Pentecostals can clean their churches, starting with baptism

What you need to know:

Narratives. Religion is not about demonstrable facts or sound logic. All religions started as cults, spreading mythical narratives reinforced by fear-mongering and sweetened by tenuous threads of hope. The great religions have survived, partly because they gradually masked the false ‘facts’ with elaborate form.
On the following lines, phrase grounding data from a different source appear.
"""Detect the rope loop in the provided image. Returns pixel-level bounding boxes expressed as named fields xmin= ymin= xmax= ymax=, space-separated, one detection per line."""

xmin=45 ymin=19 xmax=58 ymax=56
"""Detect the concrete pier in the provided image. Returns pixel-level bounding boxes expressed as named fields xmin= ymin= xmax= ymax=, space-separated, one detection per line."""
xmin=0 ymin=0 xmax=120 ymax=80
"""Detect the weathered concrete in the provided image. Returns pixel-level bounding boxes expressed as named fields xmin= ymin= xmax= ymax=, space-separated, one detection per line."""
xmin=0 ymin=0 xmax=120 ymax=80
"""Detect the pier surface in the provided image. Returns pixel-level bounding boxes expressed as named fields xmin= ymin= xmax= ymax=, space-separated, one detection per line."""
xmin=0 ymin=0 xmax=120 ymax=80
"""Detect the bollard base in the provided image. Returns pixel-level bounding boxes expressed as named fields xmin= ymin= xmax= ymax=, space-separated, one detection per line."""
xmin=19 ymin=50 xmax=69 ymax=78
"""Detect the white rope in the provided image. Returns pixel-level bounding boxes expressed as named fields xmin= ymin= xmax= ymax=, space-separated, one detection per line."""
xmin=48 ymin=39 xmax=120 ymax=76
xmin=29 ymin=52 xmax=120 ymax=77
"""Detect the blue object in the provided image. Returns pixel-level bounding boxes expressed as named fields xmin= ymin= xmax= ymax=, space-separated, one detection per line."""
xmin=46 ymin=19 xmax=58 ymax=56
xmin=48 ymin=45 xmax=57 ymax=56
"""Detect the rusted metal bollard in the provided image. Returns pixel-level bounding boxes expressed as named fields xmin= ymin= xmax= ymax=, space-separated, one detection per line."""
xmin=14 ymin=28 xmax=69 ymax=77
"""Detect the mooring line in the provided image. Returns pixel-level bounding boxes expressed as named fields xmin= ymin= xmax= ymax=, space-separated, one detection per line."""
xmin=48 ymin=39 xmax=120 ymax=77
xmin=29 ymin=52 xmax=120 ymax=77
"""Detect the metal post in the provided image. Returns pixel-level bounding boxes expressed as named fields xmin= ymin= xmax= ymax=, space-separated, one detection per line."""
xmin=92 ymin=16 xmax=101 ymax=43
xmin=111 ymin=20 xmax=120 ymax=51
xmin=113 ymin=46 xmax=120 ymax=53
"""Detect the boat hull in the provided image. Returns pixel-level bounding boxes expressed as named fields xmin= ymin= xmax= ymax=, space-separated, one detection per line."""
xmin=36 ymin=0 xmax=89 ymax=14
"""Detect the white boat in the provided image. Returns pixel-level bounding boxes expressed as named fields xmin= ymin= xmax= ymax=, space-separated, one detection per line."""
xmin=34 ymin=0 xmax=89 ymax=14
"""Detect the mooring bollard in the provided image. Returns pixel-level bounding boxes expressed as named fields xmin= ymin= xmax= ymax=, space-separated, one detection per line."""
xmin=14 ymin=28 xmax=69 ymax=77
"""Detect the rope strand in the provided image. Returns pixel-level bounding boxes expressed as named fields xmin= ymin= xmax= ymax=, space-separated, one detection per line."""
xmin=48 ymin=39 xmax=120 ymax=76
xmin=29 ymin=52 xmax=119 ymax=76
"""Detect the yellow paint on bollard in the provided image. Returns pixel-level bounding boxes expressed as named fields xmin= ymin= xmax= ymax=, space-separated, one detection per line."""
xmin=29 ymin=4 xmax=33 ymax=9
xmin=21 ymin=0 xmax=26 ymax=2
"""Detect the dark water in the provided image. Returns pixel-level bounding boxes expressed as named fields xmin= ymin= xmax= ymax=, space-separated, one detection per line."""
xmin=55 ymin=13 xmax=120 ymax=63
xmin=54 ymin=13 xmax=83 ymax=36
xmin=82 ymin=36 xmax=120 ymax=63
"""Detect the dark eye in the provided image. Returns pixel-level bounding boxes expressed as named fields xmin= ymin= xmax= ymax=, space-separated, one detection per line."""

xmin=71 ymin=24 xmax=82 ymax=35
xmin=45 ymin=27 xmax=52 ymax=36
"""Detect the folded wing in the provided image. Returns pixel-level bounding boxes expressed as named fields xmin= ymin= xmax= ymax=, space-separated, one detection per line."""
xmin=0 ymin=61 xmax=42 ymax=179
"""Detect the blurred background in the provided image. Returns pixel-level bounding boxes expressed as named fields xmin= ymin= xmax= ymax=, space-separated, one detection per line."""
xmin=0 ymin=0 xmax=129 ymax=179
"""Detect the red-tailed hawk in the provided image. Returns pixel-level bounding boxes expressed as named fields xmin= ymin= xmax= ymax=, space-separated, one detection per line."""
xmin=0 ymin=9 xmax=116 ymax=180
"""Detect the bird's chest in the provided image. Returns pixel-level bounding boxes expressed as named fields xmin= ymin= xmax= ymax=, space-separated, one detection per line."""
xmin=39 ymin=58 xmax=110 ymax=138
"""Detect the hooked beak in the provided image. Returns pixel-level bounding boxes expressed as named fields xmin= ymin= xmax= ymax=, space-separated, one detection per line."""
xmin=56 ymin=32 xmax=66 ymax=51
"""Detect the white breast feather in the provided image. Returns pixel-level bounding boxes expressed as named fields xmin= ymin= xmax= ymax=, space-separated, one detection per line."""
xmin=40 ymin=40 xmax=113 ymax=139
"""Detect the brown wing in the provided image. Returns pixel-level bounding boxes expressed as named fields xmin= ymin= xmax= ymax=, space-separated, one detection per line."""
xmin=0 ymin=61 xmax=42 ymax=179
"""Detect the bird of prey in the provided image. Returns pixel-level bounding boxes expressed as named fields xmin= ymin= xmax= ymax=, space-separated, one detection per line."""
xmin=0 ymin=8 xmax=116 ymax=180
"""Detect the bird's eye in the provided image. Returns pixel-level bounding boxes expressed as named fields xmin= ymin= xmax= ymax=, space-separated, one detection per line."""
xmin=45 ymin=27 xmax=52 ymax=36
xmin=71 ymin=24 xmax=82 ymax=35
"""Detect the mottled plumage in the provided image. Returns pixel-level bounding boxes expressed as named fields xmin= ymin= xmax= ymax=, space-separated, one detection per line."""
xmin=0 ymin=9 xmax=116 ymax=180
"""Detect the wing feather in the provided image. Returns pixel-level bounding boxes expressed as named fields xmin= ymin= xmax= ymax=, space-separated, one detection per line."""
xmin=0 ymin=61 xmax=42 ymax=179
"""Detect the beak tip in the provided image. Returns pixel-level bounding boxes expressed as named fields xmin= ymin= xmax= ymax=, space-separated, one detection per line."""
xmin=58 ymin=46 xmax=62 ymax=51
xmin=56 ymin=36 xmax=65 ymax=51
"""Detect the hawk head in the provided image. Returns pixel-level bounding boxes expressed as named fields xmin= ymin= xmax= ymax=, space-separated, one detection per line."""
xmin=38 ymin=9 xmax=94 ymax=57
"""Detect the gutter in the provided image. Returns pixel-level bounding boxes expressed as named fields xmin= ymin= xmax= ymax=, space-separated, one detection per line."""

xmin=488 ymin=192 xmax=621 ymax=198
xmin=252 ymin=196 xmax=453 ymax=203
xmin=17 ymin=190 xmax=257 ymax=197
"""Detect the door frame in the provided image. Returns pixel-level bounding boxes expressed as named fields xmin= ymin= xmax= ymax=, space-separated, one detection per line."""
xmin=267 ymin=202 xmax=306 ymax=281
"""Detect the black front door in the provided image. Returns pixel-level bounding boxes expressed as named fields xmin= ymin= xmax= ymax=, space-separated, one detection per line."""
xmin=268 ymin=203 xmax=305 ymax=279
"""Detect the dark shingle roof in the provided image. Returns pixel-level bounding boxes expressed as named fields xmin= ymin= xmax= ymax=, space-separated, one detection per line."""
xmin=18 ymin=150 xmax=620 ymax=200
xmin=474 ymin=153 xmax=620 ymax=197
When a Ugandan Pentecostal preacher is described as a ‘pastor’, an ‘apostle’, a ‘prophet’, or a ‘bishop’, they probably styled themselves into that title.
If they are reasonably Bible schooled, their diplomas can be deemed to amount to a doctorate. If the husband is a prophet or an apostle, the wife must be a pastor.
If you can talk… and talk… and act, and attract enough followers and money, you can set up your own church.
However, avoid setting up shop too close to another Pentecostal player’s turf.
For instance, the half-mile between Pastor Senyonga’s church on Bombo Road and Prophet Kakande’s synagogue at Mile Two has made that general area a war zone. A battlefield of the spirits.
Religion is not about demonstrable facts or sound logic. All religions started as cults, spreading mythical narratives reinforced by fear-mongering and sweetened by tenuous threads of hope. The great religions have survived, partly because they gradually masked the false ‘facts’ with elaborate form.
In their broadcasts, some of our Pentecostal preachers have been grudgingly acknowledging the order and plain decency with which the Church of Uganda is retiring Archbishop Stanley Ntagali and replacing him with Rev Stephen Kaziimba.
With similar envy, they had watched the African Catholic bishops who had gathered at Munyonyo for an ecumenical conference.
It must be harder than eating humble pie, when those who claim to get their instructions directly from God openly wish they could imitate those who they say lost their contact with God.
They forget – no, they have never learned – that God gets His truth and wisdom from men. The rest is illusion and form.
Our Pentecostal fundamentalists have read and reread the Bible until they know it almost by heart. It is a strange obsession. There are hundreds of passages that place God in a rational light, but there are also hundreds of passages that present God as a ruthless race-prejudiced figure who can hate to the point of prescribing genocide.
So, if the wisdom we attribute to God is human wisdom, then that wisdom must be resilient and always open to revision.
That is why I am amazed that a fairly erudite ‘apostle’, Mr Stephen Mulungi, has for several weeks (except weekends) been hammering into Impact FM listeners’ heads his pet idea that baptisms short of complete immersion in water are not valid. His goal is to imply that only Pentecostals are true Christians.
He exhausts himself in a useless enterprise. Slowly, rites get modified. Slowly, rites change. Rites even get abandoned. Common sense.
But we could actually grant the ‘apostle’ his interpretation and take a roll-call at the next census.
The members of the Christian denominations that adopted sprinkling for baptism, followed by confirmation at decision-making age, are convinced that their process is legitimate.
However, some of these people are sometimes lured to various Pentecostal outfits without necessarily changing their conviction.
But you do not define your religious group by simply rejecting what other groups do. Just as Mulungi et al grudgingly acknowledge the good sense behind the titles and functions of the Anglican and Catholic bishops, they can begin by cleaning their own congregations, the base.
Give certificates to all those who have declared their faith (and) been baptised by immersion. Dismiss the rest in the Pentecostal congregations as tourists and religious nomads before the next census.